Un equipo científico realiza intervenciones quirúrgicas controladas para implantar radiotransmisores en ejemplares de gran porte. El objetivo es conocer sus movimientos y fortalecer estrategias de preservación.
Un proyecto de investigación avanza en el río Paraná con el objetivo de profundizar el conocimiento sobre el comportamiento del dorado, una de las especies más emblemáticas del litoral argentino.
La iniciativa consiste en la colocación de radiotransmisores mediante una intervención quirúrgica mínima, realizada directamente en el río por un equipo especializado. A diferencia de los métodos tradicionales de marcación, esta técnica permite un seguimiento más preciso a través de antenas que registran la ubicación de los peces.
El trabajo comenzó en mayo del año pasado y se desarrolla con salidas mensuales en las que se marcan entre dos y tres ejemplares, generalmente en las mismas zonas del río. Según los primeros datos recolectados, muchos dorados tienden a permanecer en el área donde fueron intervenidos, lo que aporta información relevante sobre sus hábitos.
El proyecto cuenta con financiamiento y tecnología aportados por universidades de Norteamérica, lo que permitió avanzar hacia una nueva etapa con dispositivos de mayor duración: mientras los primeros chips tenían una vida útil de seis meses, los actuales pueden funcionar hasta dos años.
La elección del dorado responde a su tamaño y relevancia.
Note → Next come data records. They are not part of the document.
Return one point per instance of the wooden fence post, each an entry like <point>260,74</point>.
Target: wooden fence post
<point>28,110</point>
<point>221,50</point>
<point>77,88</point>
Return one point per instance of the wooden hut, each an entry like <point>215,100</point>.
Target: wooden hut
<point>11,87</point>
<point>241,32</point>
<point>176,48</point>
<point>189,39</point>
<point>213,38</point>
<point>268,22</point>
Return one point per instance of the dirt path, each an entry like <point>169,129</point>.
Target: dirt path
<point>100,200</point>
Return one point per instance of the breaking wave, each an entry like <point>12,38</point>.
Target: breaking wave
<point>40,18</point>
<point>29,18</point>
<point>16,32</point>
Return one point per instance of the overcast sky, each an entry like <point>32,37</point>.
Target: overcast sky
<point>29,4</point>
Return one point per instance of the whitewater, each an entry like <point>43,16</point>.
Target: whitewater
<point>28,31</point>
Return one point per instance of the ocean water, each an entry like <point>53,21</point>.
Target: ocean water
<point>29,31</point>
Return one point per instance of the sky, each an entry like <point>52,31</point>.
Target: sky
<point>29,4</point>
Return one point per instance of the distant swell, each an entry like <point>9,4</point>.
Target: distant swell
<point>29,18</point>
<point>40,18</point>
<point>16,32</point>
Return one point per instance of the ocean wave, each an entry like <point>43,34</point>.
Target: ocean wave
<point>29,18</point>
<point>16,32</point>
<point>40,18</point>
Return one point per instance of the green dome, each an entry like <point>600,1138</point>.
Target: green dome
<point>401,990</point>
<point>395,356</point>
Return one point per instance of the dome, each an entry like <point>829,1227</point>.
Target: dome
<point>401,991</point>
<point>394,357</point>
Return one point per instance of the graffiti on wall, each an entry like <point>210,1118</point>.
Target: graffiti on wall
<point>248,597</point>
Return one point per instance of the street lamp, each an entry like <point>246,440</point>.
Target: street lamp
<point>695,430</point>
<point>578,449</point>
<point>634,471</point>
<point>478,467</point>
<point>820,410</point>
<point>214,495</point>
Se trata de una especie que supera los 5 kilos, condición necesaria para soportar este tipo de dispositivos, y además posee un alto valor ecológico, cultural y turístico. De hecho, es uno de los peces más buscados por pescadores deportivos a nivel internacional.
Los investigadores destacan que este tipo de estudios permitirá mejorar las políticas de conservación y garantizar la sostenibilidad de una especie clave para el ecosistema del Paraná.